A mulher que sofria com fluxo de sangue há doze anos vivia um isolamento cruel. A Lei de Moisés determinava: “Tudo o que tocar ficará imundo” (Levítico 15:25-27). Ela era indesejada, evitada, esquecida. Quantas noites passou em pranto, quantas vezes olhou para si mesma e se sentiu indigno do amor, da cura, do toque humano? Mas então, ouviu falar de Jesus.
A Decisão que Mudou Tudo
No silêncio de sua dor, algo novo brotou em seu coração: “Se eu apenas tocar na orla de sua veste, ficarei curada” (Mateus 9:21). Seu pensamento era ousado, arriscado. A multidão jamais permitiria que uma mulher impura tocasse o Rabi.

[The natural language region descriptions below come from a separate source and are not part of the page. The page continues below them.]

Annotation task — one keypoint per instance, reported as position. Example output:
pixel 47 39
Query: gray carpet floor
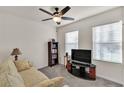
pixel 73 81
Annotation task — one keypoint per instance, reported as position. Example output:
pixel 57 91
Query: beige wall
pixel 30 36
pixel 106 70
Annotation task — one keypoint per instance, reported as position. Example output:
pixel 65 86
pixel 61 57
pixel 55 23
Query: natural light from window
pixel 71 41
pixel 107 42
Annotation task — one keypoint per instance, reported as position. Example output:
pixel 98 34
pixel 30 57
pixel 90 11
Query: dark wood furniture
pixel 52 53
pixel 81 70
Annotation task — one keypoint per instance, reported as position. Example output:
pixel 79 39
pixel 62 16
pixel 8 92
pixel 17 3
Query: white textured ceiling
pixel 32 12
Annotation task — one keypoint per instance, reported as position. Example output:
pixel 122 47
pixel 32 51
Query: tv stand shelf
pixel 86 71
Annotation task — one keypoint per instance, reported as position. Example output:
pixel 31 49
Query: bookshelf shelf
pixel 52 53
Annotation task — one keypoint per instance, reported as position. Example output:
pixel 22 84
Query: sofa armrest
pixel 55 82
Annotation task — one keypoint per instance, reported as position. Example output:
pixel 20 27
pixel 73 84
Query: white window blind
pixel 71 41
pixel 107 42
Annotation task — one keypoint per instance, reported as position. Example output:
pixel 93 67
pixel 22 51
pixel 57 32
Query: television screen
pixel 81 55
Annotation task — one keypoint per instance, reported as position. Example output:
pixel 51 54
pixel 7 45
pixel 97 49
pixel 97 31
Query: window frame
pixel 70 43
pixel 95 59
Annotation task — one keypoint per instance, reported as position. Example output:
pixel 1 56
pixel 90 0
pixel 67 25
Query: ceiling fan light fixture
pixel 57 19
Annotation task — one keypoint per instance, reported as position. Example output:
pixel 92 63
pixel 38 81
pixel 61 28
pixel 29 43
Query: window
pixel 71 41
pixel 107 42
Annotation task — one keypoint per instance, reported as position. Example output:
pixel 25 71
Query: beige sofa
pixel 12 76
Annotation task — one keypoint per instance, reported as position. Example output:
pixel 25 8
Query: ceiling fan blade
pixel 67 18
pixel 47 19
pixel 46 11
pixel 63 11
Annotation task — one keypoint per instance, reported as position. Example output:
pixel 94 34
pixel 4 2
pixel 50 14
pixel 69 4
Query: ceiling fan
pixel 58 16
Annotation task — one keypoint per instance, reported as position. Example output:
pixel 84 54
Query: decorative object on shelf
pixel 15 53
pixel 52 53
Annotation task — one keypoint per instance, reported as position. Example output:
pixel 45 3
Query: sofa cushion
pixel 9 80
pixel 32 76
pixel 22 65
pixel 9 75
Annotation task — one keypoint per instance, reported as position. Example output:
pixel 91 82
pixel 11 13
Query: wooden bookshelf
pixel 52 53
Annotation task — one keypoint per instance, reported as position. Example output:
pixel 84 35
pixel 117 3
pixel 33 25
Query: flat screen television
pixel 81 56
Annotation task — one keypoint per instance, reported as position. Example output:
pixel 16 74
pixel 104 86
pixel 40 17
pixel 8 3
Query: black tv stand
pixel 86 71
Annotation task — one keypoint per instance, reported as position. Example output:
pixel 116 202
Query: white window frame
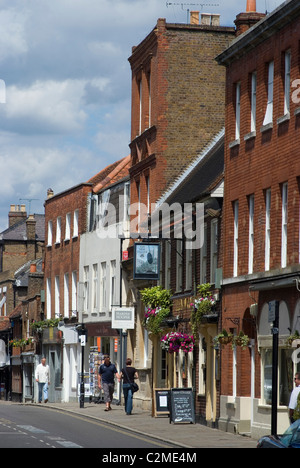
pixel 140 105
pixel 253 101
pixel 50 234
pixel 75 223
pixel 269 110
pixel 57 297
pixel 66 295
pixel 287 81
pixel 251 234
pixel 188 268
pixel 168 250
pixel 236 237
pixel 179 265
pixel 74 292
pixel 238 111
pixel 113 283
pixel 213 250
pixel 58 230
pixel 48 298
pixel 68 227
pixel 268 229
pixel 95 288
pixel 284 220
pixel 86 288
pixel 103 286
pixel 203 257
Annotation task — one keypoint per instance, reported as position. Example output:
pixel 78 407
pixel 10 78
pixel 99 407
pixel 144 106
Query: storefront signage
pixel 182 406
pixel 146 261
pixel 122 317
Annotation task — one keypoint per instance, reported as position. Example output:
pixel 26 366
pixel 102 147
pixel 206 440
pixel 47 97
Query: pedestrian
pixel 106 380
pixel 128 375
pixel 42 376
pixel 294 399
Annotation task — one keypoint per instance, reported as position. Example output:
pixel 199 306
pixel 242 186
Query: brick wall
pixel 187 99
pixel 63 257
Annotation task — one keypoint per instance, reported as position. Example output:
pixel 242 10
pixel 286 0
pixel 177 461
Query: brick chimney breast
pixel 251 5
pixel 17 213
pixel 245 21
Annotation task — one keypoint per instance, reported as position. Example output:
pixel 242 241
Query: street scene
pixel 150 226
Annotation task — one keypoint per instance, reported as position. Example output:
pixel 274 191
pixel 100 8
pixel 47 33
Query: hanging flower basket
pixel 158 303
pixel 154 318
pixel 173 342
pixel 294 340
pixel 240 340
pixel 202 305
pixel 223 338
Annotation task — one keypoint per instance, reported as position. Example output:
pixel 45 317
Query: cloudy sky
pixel 65 87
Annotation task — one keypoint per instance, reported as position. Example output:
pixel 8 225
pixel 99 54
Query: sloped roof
pixel 201 176
pixel 110 174
pixel 18 230
pixel 21 275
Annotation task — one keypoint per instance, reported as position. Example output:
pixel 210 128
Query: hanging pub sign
pixel 122 317
pixel 146 260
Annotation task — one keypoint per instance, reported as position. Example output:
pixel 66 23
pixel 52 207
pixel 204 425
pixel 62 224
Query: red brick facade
pixel 62 253
pixel 261 161
pixel 175 110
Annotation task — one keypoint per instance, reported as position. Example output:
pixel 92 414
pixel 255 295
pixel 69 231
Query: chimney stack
pixel 17 213
pixel 251 5
pixel 194 17
pixel 245 21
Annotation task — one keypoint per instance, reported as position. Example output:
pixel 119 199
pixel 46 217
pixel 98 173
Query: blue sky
pixel 68 87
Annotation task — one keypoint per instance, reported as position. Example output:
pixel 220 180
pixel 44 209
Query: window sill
pixel 250 135
pixel 266 127
pixel 283 118
pixel 234 143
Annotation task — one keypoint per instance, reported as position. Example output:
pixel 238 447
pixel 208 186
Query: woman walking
pixel 128 375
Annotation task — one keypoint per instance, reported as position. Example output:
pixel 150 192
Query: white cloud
pixel 68 87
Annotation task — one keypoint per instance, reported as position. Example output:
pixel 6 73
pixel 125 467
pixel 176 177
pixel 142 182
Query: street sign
pixel 122 318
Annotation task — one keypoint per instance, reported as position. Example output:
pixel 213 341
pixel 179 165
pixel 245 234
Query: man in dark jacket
pixel 106 380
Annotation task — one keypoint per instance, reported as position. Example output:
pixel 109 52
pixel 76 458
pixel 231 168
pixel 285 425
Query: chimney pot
pixel 194 17
pixel 251 5
pixel 206 19
pixel 17 213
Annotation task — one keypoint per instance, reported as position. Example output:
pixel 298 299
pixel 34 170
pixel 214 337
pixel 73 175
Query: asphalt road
pixel 37 427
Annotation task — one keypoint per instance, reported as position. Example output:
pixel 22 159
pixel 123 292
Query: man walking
pixel 42 376
pixel 106 380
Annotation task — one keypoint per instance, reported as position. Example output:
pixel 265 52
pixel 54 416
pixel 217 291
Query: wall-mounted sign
pixel 122 317
pixel 146 261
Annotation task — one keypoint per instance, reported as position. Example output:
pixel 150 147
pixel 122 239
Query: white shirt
pixel 293 398
pixel 42 373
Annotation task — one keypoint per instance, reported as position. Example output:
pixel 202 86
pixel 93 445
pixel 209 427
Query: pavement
pixel 181 435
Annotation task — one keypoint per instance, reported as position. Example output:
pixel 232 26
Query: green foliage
pixel 157 302
pixel 156 297
pixel 202 305
pixel 37 327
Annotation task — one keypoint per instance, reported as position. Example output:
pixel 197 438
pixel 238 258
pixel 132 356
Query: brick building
pixel 71 238
pixel 176 112
pixel 261 213
pixel 184 269
pixel 65 221
pixel 21 245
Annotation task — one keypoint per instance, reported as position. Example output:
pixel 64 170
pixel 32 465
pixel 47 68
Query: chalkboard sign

O legalismo gritava: "Você não pode!" Mas a fé sussurrava: "Vá, tente, creia!"
Ela não podia compartilhar sua esperança com ninguém. Quem a ouviria? Quem a encorajaria? Nenhum fariseu, nenhum vizinho. Mas a fé não precisa de plateia; ela precisa apenas de ação.
Então, ela se moveu. Fraca, cansada, rejeitada... mas determinada. Entre empurrões e obstáculos, ela chegou perto do Mestre. Tremendo, estendeu a mão e segurou a orla de sua veste.
A Resposta do Céu
Naquele instante, algo sobrenatural aconteceu. O poder de Deus fluiu. Seu corpo, que carregava a enfermidade havia tanto tempo, foi restaurado. A dor, a impureza, a vergonha—tudo desapareceu.
Jesus parou. Sentiu a virtude sair dele. Olhou ao redor e perguntou: "Quem me tocou?" (Lucas 8:45). O silêncio tomou conta da multidão. A mulher, tremendo, caiu aos pés de Cristo.
O medo e a vergonha ainda tentavam dominá-la. Mas naquele momento, ao confessar diante de todos o que havia feito, foi completamente liberta. Jesus olhou para ela com ternura e declarou:
“Filha, a tua fé te salvou; vai em paz” (Lucas 8:48).
O Toque na Orla
Não foi ao acaso que a mulher tocou a orla da veste de Jesus. A Lei determinava que as vestes de um homem temente a Deus deveriam conter franjas com um cordão azul, símbolo da obediência aos mandamentos (Números 15:38-39). Ao segurar a orla da túnica de Cristo, ela estava se agarrando à promessa, à santidade, ao próprio Deus.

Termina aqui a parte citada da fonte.